Es tut gut ihn so mit seinen eigenen Worten zu schlagen.
Jetzt schaut er dumm aus der Wäsche und ich trage das wohl fetteste Grinsen, das ich je zustande gebracht habe auf den Lippen.
"Ist doch wahr~"
Ich kann nicht verhindern, dass meine Worte in ein freudiges Glucksen übergehen.

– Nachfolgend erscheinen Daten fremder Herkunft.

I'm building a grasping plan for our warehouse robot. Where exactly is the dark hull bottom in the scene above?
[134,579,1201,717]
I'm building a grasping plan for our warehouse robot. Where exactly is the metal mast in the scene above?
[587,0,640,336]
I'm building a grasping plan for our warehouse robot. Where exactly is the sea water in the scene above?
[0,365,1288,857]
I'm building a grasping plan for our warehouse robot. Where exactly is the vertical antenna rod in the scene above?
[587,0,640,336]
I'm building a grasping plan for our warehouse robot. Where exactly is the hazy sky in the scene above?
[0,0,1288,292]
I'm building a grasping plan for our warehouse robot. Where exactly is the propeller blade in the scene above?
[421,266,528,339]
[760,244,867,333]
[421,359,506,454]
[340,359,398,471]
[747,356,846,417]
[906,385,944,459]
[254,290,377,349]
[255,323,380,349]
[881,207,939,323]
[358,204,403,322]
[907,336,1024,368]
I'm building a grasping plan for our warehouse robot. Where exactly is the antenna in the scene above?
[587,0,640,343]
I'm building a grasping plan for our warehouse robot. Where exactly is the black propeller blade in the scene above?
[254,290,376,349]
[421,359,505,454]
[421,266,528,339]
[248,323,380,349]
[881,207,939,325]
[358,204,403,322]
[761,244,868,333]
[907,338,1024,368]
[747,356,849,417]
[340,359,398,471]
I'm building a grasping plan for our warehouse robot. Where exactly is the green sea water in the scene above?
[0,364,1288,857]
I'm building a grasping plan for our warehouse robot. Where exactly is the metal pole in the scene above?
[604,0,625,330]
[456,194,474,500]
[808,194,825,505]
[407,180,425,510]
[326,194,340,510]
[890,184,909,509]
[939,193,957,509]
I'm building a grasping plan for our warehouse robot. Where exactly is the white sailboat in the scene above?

"Du kannst es nicht abstreiten, Yoongi~"

Als Yoongi über mir keine Reaktion zeigt, sondern mich einfach nur anstarrt, finde ich das ganze nicht mehr so witzig.
"Man Yoongi, wo ist deine Schlagfertigkeit hin? Du musst dich schon verteidigen, sonst macht das ganze gar kein Spaß me-"
Er unterbricht mein nörgeln, indem er seine Hand auf meinen Mund legt.
"Bestell jetzt die Pizza. Ich verhungere noch."

Noch bevor ich seine Hand ablecken kann, hat er sie wieder von mir genommen und verschwindet aus meinem Zimmer. So ein Arsch. Ihm gehts immer nur um seine Pizza.